Reading for pleasure is not something I’ve been able to figure out how to incorporate back into my life post the birth of my daughter. I have cued up on a list the next several books I’d like to read and have promised myself that I will pick them up this summer. I used to read before going to bed, but I go to bed so early now that if I read before bed, I’d be getting into bed at 8 o’clock, thus leaving little time for catching up with my husband after the baby goes to bed. An excuse? Perhaps, but perception is reality and that is my current reality.
There is a larger issue at hand, though. Time. The pace of it all. How we’re always looking to get things done more efficiently so that we have more time. And yet despite all the gadgets, aps, and time savers available, there doesn’t seem to be any time gained. I’m guilty of it. Just this morning I was trolling Pinterest for “quick and healthy recipes.” The irony is, last night after watching an episode of Anthony Bourdain: Parts Unknown, where he travels to France, my husband and I were talking about the culture of food in France as compared to here in the states. We’re all about the hurry-up, the fast-food, the “quick and easy.” I remarked to Big Red that we need more of that in our lives where the ingredients and the cooking of those ingredients becomes part of the leisure and enjoyment. That dinner is more than just a wolf-down in front of the television, but a reason to stop and relax. How we are to accomplish this with a seven month old escapes me.
From time to time I get these romantic notions that I will only buy the freshest ingredients from our local farmers' markets, maybe even join a CSA, cook it all from scratch, and we’ll sit down to each meal prepared with a glass of wine. Sounds lovely, doesn’t it? I have yet to transform this vision from black and white to Technicolor.

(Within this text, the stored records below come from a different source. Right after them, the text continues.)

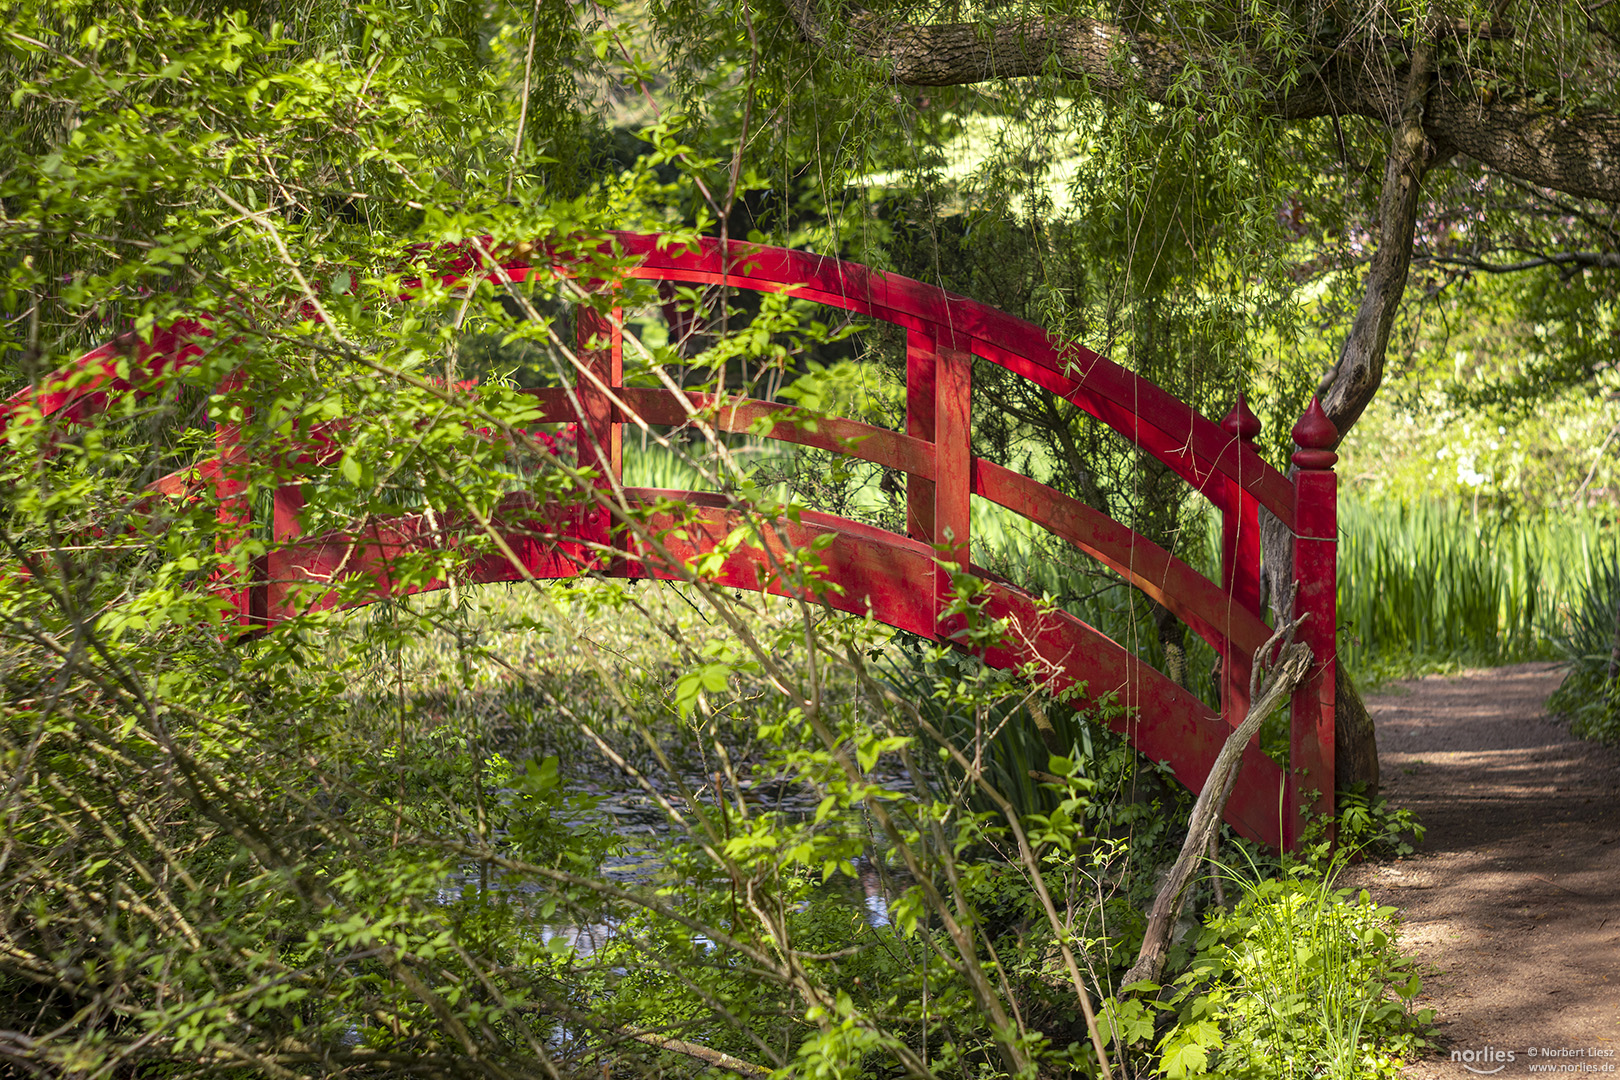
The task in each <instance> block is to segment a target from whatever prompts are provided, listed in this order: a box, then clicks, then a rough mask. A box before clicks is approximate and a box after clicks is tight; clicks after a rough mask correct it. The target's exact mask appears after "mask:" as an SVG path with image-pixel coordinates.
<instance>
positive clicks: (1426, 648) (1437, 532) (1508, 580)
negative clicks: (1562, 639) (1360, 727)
mask: <svg viewBox="0 0 1620 1080" xmlns="http://www.w3.org/2000/svg"><path fill="white" fill-rule="evenodd" d="M1607 531H1609V523H1607V521H1605V520H1604V518H1602V517H1599V515H1597V513H1588V512H1573V513H1562V515H1557V517H1554V515H1547V517H1536V518H1518V520H1515V518H1502V517H1476V515H1474V513H1471V512H1469V510H1468V507H1463V505H1460V504H1447V502H1395V500H1382V502H1359V500H1353V499H1346V500H1345V502H1343V504H1341V507H1340V547H1338V623H1340V657H1341V659H1343V661H1345V662H1346V664H1349V665H1351V669H1353V670H1356V672H1358V674H1364V675H1367V677H1371V678H1372V680H1375V682H1377V680H1382V678H1396V677H1401V675H1411V674H1417V672H1421V670H1435V669H1447V667H1463V665H1477V667H1484V665H1492V664H1510V662H1516V661H1531V659H1552V657H1555V656H1557V654H1558V651H1557V641H1558V640H1560V638H1562V636H1563V635H1567V631H1568V627H1570V619H1571V614H1573V612H1575V610H1578V609H1579V607H1581V599H1583V596H1584V594H1586V591H1588V589H1589V586H1591V583H1592V580H1594V573H1596V570H1597V567H1599V562H1601V557H1599V551H1601V549H1602V546H1604V542H1605V541H1604V539H1602V538H1604V534H1605V533H1607Z"/></svg>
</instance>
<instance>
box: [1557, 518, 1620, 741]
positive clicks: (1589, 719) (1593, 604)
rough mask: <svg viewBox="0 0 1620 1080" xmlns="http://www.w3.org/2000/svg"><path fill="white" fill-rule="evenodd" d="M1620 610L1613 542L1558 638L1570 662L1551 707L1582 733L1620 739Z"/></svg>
mask: <svg viewBox="0 0 1620 1080" xmlns="http://www.w3.org/2000/svg"><path fill="white" fill-rule="evenodd" d="M1617 609H1620V546H1610V547H1609V551H1607V552H1604V557H1602V559H1601V560H1599V562H1597V565H1596V568H1594V572H1592V575H1591V578H1589V580H1588V581H1586V588H1584V591H1583V594H1581V597H1579V602H1578V604H1576V606H1575V607H1573V610H1571V612H1570V620H1568V625H1567V628H1565V631H1563V633H1562V635H1558V636H1557V638H1555V640H1554V644H1555V646H1557V649H1558V656H1560V659H1563V662H1565V664H1568V665H1570V674H1568V675H1567V677H1565V680H1563V685H1562V687H1558V691H1557V693H1555V695H1552V701H1550V706H1552V708H1554V709H1557V711H1560V712H1565V714H1567V716H1568V717H1570V727H1571V730H1575V733H1576V735H1581V737H1583V738H1596V740H1599V742H1607V743H1620V680H1617V678H1615V677H1614V667H1615V644H1617V641H1620V627H1617V619H1615V612H1617Z"/></svg>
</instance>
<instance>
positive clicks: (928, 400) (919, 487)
mask: <svg viewBox="0 0 1620 1080" xmlns="http://www.w3.org/2000/svg"><path fill="white" fill-rule="evenodd" d="M938 348H940V347H938V343H936V342H935V340H933V337H932V335H928V334H922V332H919V330H907V332H906V434H907V436H910V437H912V439H922V440H923V442H927V444H930V445H932V444H933V440H935V408H933V395H935V371H936V366H938ZM930 458H932V450H930ZM907 473H909V476H907V478H906V534H907V536H910V538H912V539H920V541H922V542H925V544H932V542H933V541H935V528H933V499H935V486H933V471H928V473H917V471H915V470H907Z"/></svg>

Here’s what I don’t want, and forgive me if I digress. I don’t want my daughter learning that the end goal is to hurry-up and finish whatever it is we’re doing, whether it’s cooking, eating, or yes, even cleaning. Nor do I want her learning to turn to the television to fill in the blank spaces. As of today, I’m hosting an internal battlefield as to whether or not the TV is in fact abominable, and if I should fight to change the current. It’s how I grew up and I’d like to believe I turned out alright. As I’ve said before, monkey see, monkey do – so if I’m not willing to change my own television watching habits, how could I ever expect her to learn otherwise? Some days I want to get rid of the bright shiny box, and other days I’m like, “Nah, it’s not so bad – I really love watching Real Housewives of ______.” As my students would say, this is “the struggle.” I’m riding the “struggle bus,” when it comes to television.
Lucille deserves the bucolic childhood that every kid should have; playing in the park, rolling down the hill in the backyard, riding her bicycle, painting, running through the sprinklers, drawing, fishing, and reading at her leisure with a flashlight inside the fort she built out of couch cushions and bed sheets – a modern day Laura Ingalls.

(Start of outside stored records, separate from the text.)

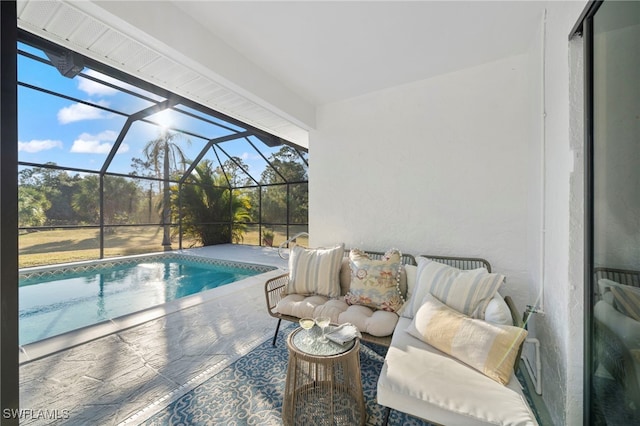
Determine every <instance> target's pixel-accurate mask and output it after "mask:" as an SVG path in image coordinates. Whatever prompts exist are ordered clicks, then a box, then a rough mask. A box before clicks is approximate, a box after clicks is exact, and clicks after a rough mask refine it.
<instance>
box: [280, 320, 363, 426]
mask: <svg viewBox="0 0 640 426" xmlns="http://www.w3.org/2000/svg"><path fill="white" fill-rule="evenodd" d="M300 331H302V329H298V330H295V331H294V332H293V333H291V335H290V336H289V339H288V340H287V346H288V349H289V364H288V367H287V380H286V385H285V395H284V401H283V406H282V420H283V423H284V424H285V425H302V424H303V425H349V426H351V425H364V424H365V420H366V411H365V406H364V396H363V393H362V382H361V379H360V355H359V351H360V345H359V342H357V341H356V342H355V343H354V344H353V346H352V347H351V348H350V349H348V350H346V351H345V352H342V353H338V354H336V355H311V354H308V353H304V352H303V351H301V350H300V349H298V348H297V347H296V346H295V344H293V343H292V341H293V338H294V336H295V334H296V333H297V332H300Z"/></svg>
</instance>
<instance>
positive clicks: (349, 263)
mask: <svg viewBox="0 0 640 426" xmlns="http://www.w3.org/2000/svg"><path fill="white" fill-rule="evenodd" d="M349 265H350V266H351V284H350V285H349V292H348V293H347V294H346V295H345V301H346V302H347V303H348V304H349V305H363V306H368V307H370V308H373V309H382V310H385V311H390V312H397V311H398V310H399V309H400V308H401V307H402V305H403V304H404V300H403V298H402V295H401V293H400V272H401V271H402V255H401V253H400V251H398V250H396V249H392V250H389V251H388V252H387V253H386V254H385V255H384V257H383V258H382V259H380V260H374V259H370V258H369V256H367V254H366V253H365V252H363V251H361V250H358V249H354V250H351V252H350V253H349Z"/></svg>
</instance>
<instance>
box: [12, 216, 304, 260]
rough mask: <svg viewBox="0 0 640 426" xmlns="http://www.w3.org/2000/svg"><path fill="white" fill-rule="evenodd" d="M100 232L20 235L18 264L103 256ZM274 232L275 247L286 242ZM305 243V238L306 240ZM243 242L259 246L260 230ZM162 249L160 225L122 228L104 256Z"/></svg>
mask: <svg viewBox="0 0 640 426" xmlns="http://www.w3.org/2000/svg"><path fill="white" fill-rule="evenodd" d="M99 238H100V231H99V230H98V229H94V228H80V229H52V230H47V231H36V232H28V233H23V234H20V237H19V239H18V253H19V258H18V267H19V268H27V267H31V266H41V265H52V264H57V263H67V262H76V261H82V260H93V259H99V258H100V239H99ZM285 240H286V237H285V235H284V234H282V233H280V232H276V233H275V238H274V246H276V247H277V245H278V244H280V242H282V241H285ZM299 243H300V244H302V243H303V242H302V241H299ZM304 243H305V244H306V239H305V241H304ZM241 244H248V245H259V238H258V232H256V231H249V232H247V233H245V235H244V239H243V240H242V241H241ZM182 247H183V248H191V247H199V245H198V244H197V243H196V242H195V241H188V240H184V239H183V241H182ZM172 248H173V249H178V248H179V247H178V239H177V238H173V239H172ZM159 251H163V247H162V229H161V228H160V227H157V228H156V227H144V226H133V227H122V228H117V229H116V230H115V232H113V233H110V234H107V235H105V244H104V256H105V257H116V256H130V255H134V254H144V253H153V252H159Z"/></svg>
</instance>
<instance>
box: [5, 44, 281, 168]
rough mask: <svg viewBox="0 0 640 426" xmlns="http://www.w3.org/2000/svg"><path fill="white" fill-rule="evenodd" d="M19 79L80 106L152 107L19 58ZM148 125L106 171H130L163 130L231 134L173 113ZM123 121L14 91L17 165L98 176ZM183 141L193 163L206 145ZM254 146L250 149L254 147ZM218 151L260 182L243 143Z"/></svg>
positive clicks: (26, 47)
mask: <svg viewBox="0 0 640 426" xmlns="http://www.w3.org/2000/svg"><path fill="white" fill-rule="evenodd" d="M19 49H21V50H26V51H28V52H30V53H34V54H36V55H38V56H40V57H43V58H46V56H45V55H44V54H43V53H42V52H40V51H38V50H36V49H33V48H30V47H28V46H25V45H23V44H20V45H19ZM83 73H86V74H87V75H90V76H95V77H99V78H101V79H105V80H107V81H110V82H113V83H114V84H116V85H117V86H118V87H122V88H127V89H129V90H132V91H134V92H136V93H144V94H145V96H147V97H149V98H152V99H155V100H161V98H160V97H158V96H156V95H153V94H150V93H148V92H144V91H142V90H141V89H138V88H134V87H132V86H130V85H127V84H125V83H123V82H120V81H117V80H113V79H111V78H108V77H106V76H104V75H102V74H99V73H98V72H96V71H93V70H91V69H88V68H85V69H84V71H83ZM18 79H19V81H20V82H24V83H27V84H30V85H34V86H38V87H43V88H47V89H49V90H52V91H55V92H59V93H62V94H64V95H66V96H70V97H72V98H75V99H78V100H81V101H85V102H90V103H92V104H95V105H99V106H102V107H104V108H108V109H110V110H114V111H118V112H124V113H126V114H131V113H134V112H136V111H139V110H141V109H144V108H146V107H148V106H150V105H151V104H152V103H151V102H148V101H145V100H142V99H139V98H138V97H136V96H132V95H129V94H127V93H124V92H122V91H120V90H117V89H114V88H112V87H109V86H106V85H103V84H100V83H97V82H94V81H92V80H90V79H86V78H83V77H80V76H77V77H75V78H73V79H69V78H66V77H63V76H62V75H61V74H60V73H58V71H57V70H56V69H55V68H53V67H51V66H49V65H46V64H42V63H39V62H37V61H35V60H32V59H30V58H26V57H23V56H19V58H18ZM179 108H182V109H184V110H188V108H186V107H183V106H179ZM192 112H193V111H192ZM194 113H196V112H194ZM197 114H198V115H202V114H200V113H197ZM149 120H152V121H154V122H156V123H158V125H151V124H147V123H144V122H136V123H134V124H133V125H132V126H131V129H130V131H129V132H128V133H127V135H126V137H125V139H124V140H123V143H122V144H121V146H120V148H119V150H118V153H117V154H116V156H115V158H114V160H113V163H112V165H111V166H110V168H109V170H108V171H110V172H117V173H129V172H130V171H132V168H131V160H132V158H133V157H137V158H143V154H142V150H143V148H144V146H145V144H146V143H147V142H148V141H149V140H152V139H154V138H156V137H157V136H158V135H159V133H160V132H161V131H162V128H163V127H162V126H167V127H175V128H180V129H185V130H190V131H192V132H194V133H196V134H201V135H203V136H205V137H206V138H215V137H219V136H223V135H227V134H230V133H232V131H229V130H226V129H223V128H221V127H218V126H215V125H212V124H209V123H205V122H202V121H201V120H197V119H194V118H192V117H189V116H187V115H185V114H181V113H177V112H175V111H163V112H160V113H158V114H155V115H154V116H151V117H149ZM125 121H126V116H123V115H121V114H118V113H114V112H111V111H106V110H102V109H100V108H95V107H93V106H89V105H86V104H83V103H80V102H75V101H73V100H69V99H64V98H60V97H57V96H52V95H49V94H45V93H41V92H38V91H35V90H33V89H30V88H26V87H22V86H19V88H18V141H19V142H18V156H19V160H20V161H24V162H32V163H45V162H54V163H56V164H58V165H61V166H67V167H75V168H80V169H88V170H100V168H101V167H102V165H103V164H104V161H105V159H106V158H107V155H108V153H109V151H110V150H111V148H112V147H113V144H114V142H115V140H116V138H117V136H118V134H119V133H120V131H121V129H122V127H123V125H124V124H125ZM230 127H232V128H234V129H237V130H242V129H241V128H239V127H237V126H232V125H230ZM186 139H189V140H190V143H187V142H186ZM183 140H185V143H184V144H183V149H184V151H185V154H186V155H187V157H188V158H190V159H193V158H195V157H196V155H197V154H198V153H199V152H200V150H201V149H202V146H203V145H204V144H205V143H206V142H207V140H206V139H201V138H197V137H192V136H188V137H187V138H184V139H183ZM255 141H256V140H254V143H256V142H255ZM256 145H257V146H260V145H261V144H259V143H257V144H256ZM221 146H222V147H223V148H224V149H225V150H226V151H227V152H228V153H229V154H230V155H232V156H238V157H240V158H242V159H243V160H244V161H245V163H246V164H248V165H249V167H250V171H251V172H252V174H253V175H254V177H255V178H256V179H259V177H260V173H261V172H262V170H263V169H264V166H265V162H264V160H262V159H261V158H260V156H259V155H258V153H256V152H255V150H254V149H253V148H251V146H250V145H249V144H248V143H247V142H246V141H244V140H239V141H234V142H229V143H224V144H221ZM260 149H262V146H260ZM275 151H277V148H275V149H269V148H266V147H265V150H264V151H263V153H264V154H265V156H266V157H269V155H270V154H271V153H272V152H275ZM206 158H210V159H212V160H215V157H214V156H213V155H212V154H208V155H207V156H206ZM221 159H222V161H224V160H226V158H224V157H222V158H221ZM214 163H215V161H214Z"/></svg>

Maybe it’s more about balance and less about definitely exclude this or must include that. Not every dinner in our household will be a pastoral farm-to-table, but maybe we can work those in a couple times a week…at some point...someday down the line. So she may watch cartoons on Saturday mornings; I have fond memories of watching such with my younger brother, and we often were playing while watching The Smurfs. We’d dump the bin of Legos out on the floor and create mansions while He-Man battled villains or Jem made sure those pesky Misfits didn’t thwart her latest Holograms concert. I used my imagination. I did. And so will she.

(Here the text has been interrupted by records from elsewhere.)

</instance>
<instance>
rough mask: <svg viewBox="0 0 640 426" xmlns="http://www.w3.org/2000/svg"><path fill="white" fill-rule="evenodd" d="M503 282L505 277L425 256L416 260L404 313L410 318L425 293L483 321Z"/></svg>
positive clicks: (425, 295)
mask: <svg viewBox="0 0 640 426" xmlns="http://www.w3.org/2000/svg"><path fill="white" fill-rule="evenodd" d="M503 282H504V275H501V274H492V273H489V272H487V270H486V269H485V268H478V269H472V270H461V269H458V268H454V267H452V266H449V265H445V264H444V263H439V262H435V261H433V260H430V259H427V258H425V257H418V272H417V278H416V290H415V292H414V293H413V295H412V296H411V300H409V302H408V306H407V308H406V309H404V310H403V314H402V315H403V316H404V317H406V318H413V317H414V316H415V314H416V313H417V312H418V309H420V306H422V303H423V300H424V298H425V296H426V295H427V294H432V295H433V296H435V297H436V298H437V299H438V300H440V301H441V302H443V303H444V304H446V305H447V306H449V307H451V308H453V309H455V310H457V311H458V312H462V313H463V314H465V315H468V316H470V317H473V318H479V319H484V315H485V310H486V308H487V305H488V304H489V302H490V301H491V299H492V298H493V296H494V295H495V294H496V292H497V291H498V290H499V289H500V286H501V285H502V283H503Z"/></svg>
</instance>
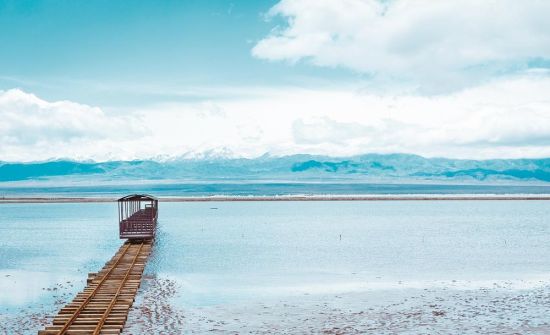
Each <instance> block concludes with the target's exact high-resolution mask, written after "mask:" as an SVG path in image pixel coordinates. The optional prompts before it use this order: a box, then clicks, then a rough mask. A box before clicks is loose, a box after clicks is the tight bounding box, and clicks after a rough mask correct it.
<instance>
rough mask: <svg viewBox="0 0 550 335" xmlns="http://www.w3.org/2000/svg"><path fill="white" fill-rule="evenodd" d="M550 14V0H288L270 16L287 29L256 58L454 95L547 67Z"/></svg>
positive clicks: (274, 29) (259, 50)
mask: <svg viewBox="0 0 550 335" xmlns="http://www.w3.org/2000/svg"><path fill="white" fill-rule="evenodd" d="M549 12H550V2H548V1H537V0H528V1H515V0H499V1H477V0H446V1H429V0H393V1H392V0H390V1H380V0H339V1H332V0H282V1H280V2H279V3H278V4H276V5H275V6H274V7H272V8H271V10H270V11H269V12H268V13H267V17H268V18H273V17H281V18H283V19H284V20H285V22H286V24H285V25H283V26H278V27H276V28H275V29H274V30H273V31H272V33H271V34H270V35H269V36H267V37H265V38H264V39H262V40H260V41H259V42H258V43H257V44H256V46H255V47H254V48H253V50H252V54H253V55H254V56H256V57H258V58H262V59H267V60H274V61H275V60H286V61H289V62H297V61H299V60H305V61H307V62H310V63H312V64H314V65H317V66H326V67H344V68H348V69H352V70H354V71H358V72H360V73H366V74H369V75H370V76H372V77H373V78H375V79H380V80H388V79H389V80H400V81H406V82H408V84H410V85H411V86H413V87H416V88H418V89H419V90H421V91H424V92H432V93H433V92H435V93H441V92H449V91H452V90H455V89H460V88H464V87H468V86H470V85H472V84H476V83H482V82H483V81H484V80H486V79H488V78H491V77H493V76H495V75H502V74H507V73H517V72H521V71H524V70H526V69H529V68H537V67H543V68H544V67H545V68H548V67H549V66H550V20H548V17H547V16H548V15H547V14H548V13H549Z"/></svg>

This issue of time will never leave, and is something I’ll have to reckon with. My daughter is seven months old already. It’s such a tired cliché, but it really is all happening so quickly, and I find myself in isolated cyclones of panic knowing that I’m never going to get this moment back. It is terrifying. Yesterday, I only saw her for a few minutes in the morning. Professional duties occupied my afternoon and evening, thwarting my time with her before she went to bed for the night. This morning, when I fed her at 5 am, I found myself running my cheek along her downy head of hair, inhaling that magical sweet scent. My free hand gently playing with hers as she grasped my fingers in a milk-drunk trance. I found rapture in the weight of her body against mine. In the cloaked darkness of her room, the morning chorus of birds beginning their hymns just outside her window, I savored every moment. Time, for once, was not my nemesis.